Zespół należało jednak wzmocnić. Pora przedstawić nowych graczy, których udało mi się zakontraktować jeszcze w przerwie zimowej, a którzy do klubu dołączą dopiero teraz.
- Pierwszym ruchem było podpisanie kontraktu z wypożyczonym do tej pory ze Śląska, Rokiem Elsnerem. Słoweniec od nowego sezonu będzie już pełnoprawnym graczem Zawiszy.
- Rywalizację o miejsce w środku pola ma wzmocnić 19-letni Bartłomiej Sosnowka, który za darmo przyszedł z Dolcanu Ząbki.

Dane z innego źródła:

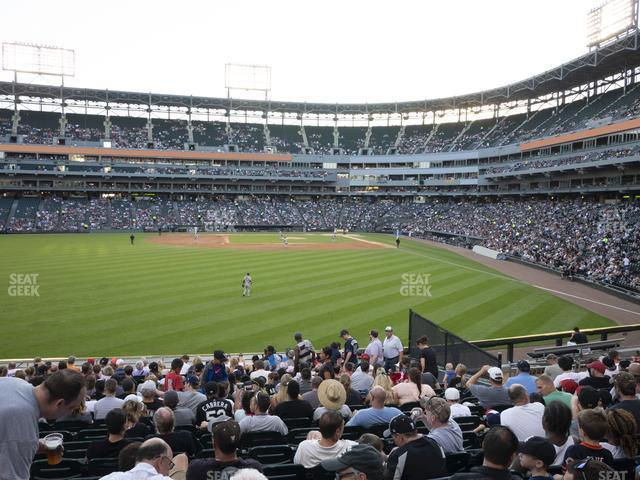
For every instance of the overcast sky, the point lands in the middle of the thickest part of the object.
(319, 51)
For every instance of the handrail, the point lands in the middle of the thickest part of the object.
(558, 336)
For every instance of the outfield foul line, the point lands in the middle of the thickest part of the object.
(524, 283)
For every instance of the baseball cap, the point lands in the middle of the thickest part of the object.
(400, 424)
(588, 397)
(216, 420)
(171, 398)
(148, 386)
(540, 448)
(495, 374)
(210, 387)
(597, 365)
(452, 394)
(634, 369)
(361, 457)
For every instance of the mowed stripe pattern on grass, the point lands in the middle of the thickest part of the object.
(101, 296)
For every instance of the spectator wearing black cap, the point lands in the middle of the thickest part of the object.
(552, 369)
(191, 397)
(566, 364)
(593, 426)
(416, 456)
(212, 407)
(110, 447)
(294, 406)
(303, 353)
(625, 385)
(536, 455)
(350, 347)
(499, 446)
(173, 380)
(226, 442)
(523, 377)
(216, 370)
(363, 462)
(596, 379)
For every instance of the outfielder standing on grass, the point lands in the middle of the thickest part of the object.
(246, 285)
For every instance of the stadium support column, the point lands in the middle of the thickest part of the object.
(149, 125)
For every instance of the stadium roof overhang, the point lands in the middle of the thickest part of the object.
(599, 63)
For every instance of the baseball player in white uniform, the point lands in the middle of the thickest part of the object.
(246, 285)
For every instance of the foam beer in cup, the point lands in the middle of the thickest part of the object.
(53, 444)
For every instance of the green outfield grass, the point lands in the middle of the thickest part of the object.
(98, 295)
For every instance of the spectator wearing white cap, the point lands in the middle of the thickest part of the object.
(489, 396)
(523, 377)
(392, 349)
(524, 418)
(452, 396)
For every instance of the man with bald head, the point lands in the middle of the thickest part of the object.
(546, 388)
(524, 418)
(375, 415)
(180, 441)
(154, 461)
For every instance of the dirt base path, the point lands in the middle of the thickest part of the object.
(621, 311)
(213, 240)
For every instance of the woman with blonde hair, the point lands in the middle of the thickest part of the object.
(620, 435)
(134, 411)
(412, 389)
(383, 380)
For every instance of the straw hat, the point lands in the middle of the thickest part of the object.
(332, 394)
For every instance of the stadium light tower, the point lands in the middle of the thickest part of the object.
(610, 21)
(31, 58)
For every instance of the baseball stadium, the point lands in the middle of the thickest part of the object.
(162, 232)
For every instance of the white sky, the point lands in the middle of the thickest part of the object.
(319, 50)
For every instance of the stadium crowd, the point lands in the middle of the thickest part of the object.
(375, 410)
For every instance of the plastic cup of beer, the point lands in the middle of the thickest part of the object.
(53, 444)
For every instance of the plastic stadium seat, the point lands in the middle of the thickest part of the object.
(318, 473)
(271, 454)
(206, 441)
(255, 439)
(353, 433)
(205, 453)
(66, 436)
(70, 426)
(91, 434)
(467, 423)
(286, 471)
(407, 407)
(186, 428)
(298, 422)
(297, 435)
(457, 462)
(67, 468)
(102, 466)
(469, 440)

To młody, perspektywiczny zawodnik, przed którym szansa debiutu w Ekstraklasie.
- O miejsce na lewym skrzydle powalczy Michał Jonczyk, który za darmo przyszedł z Górnika Zabrze. 21-latek jest młodzieżowym reprezentantem Polski.
- Innym młodym skrzydłowym, który przyszedł do nas latem, jest, sprowadzony za darmo z Bełchatowa, Kay Messi. 20-latek ma za sobą występy w młodzieżowej reprezentacji Nigerii.

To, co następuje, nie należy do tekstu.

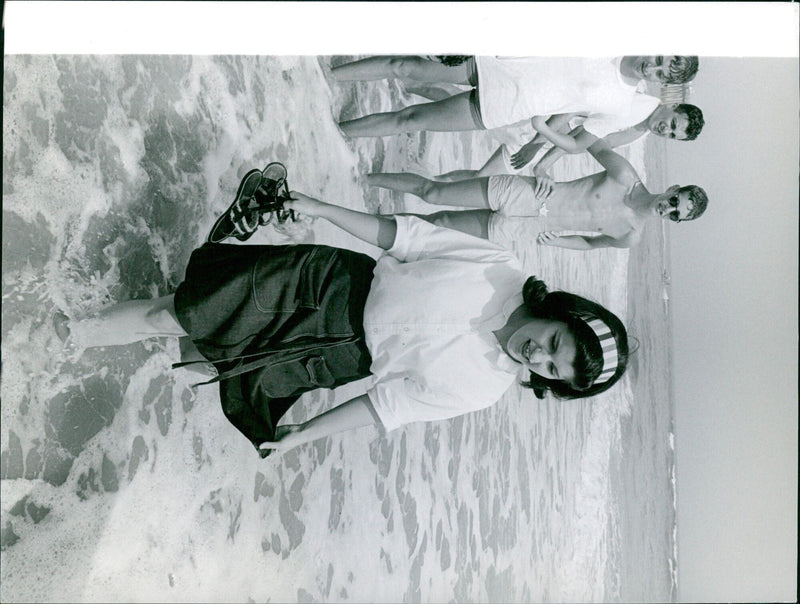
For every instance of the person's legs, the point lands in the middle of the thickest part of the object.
(495, 165)
(127, 322)
(465, 193)
(406, 67)
(452, 114)
(471, 222)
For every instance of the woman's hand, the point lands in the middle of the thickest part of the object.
(286, 437)
(539, 122)
(303, 204)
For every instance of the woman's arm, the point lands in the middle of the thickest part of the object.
(376, 230)
(355, 413)
(567, 142)
(579, 242)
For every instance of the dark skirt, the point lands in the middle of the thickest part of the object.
(276, 321)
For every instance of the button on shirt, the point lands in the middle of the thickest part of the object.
(436, 297)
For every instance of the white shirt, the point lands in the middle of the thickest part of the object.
(517, 88)
(436, 297)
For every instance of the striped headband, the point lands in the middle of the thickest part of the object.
(609, 347)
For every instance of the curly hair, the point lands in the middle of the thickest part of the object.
(699, 200)
(695, 118)
(681, 70)
(451, 60)
(574, 310)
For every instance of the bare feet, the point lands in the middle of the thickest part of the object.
(283, 440)
(61, 325)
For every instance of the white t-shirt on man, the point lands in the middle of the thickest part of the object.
(511, 89)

- Na prawym skrzydle może grać 23-letni Łukasz Jamróz, sprowadzony za darmo z Korony Kielce.
- Jako, że w klubie zostało tylko dwóch środkowych obrońców, postanowiłem wypożyczyć kogoś kto wzmocni tą pozycję. Tym sposobem do klubu trafił 23-letni Chorwat Luka Gusić, wypożyczony z Jagiellonii.

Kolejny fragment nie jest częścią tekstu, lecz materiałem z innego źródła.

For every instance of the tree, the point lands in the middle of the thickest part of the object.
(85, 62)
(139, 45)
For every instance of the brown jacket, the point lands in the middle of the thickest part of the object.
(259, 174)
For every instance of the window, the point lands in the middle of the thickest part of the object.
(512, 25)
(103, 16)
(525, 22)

- Drugim wypożyczonym środkowym obrońcą, jest 21-letni gracz ŁKS-u Łódź, Adrian Jurkowski.
- Pierwszym nowym napastnikiem jest 22-letni Mikołaj Lebedyński, były gracz Pogoni Szczecin, który również nie kosztował nas ani złotówki.
- Drugim nowym napastnikiem jest 22-letni Nigeryjczyk Princewill Okachi, który do tej pory występował w Widzewie Łódź.
- Afrykańską kolonię zasili 24-letni obrońca z RPA, Aidan Jenniker. Były gracz Ajaxu Kapsztad prawdopodobnie wygryzie ze składu Ukraińca Kushnirova. Ma do tego predyspozycje.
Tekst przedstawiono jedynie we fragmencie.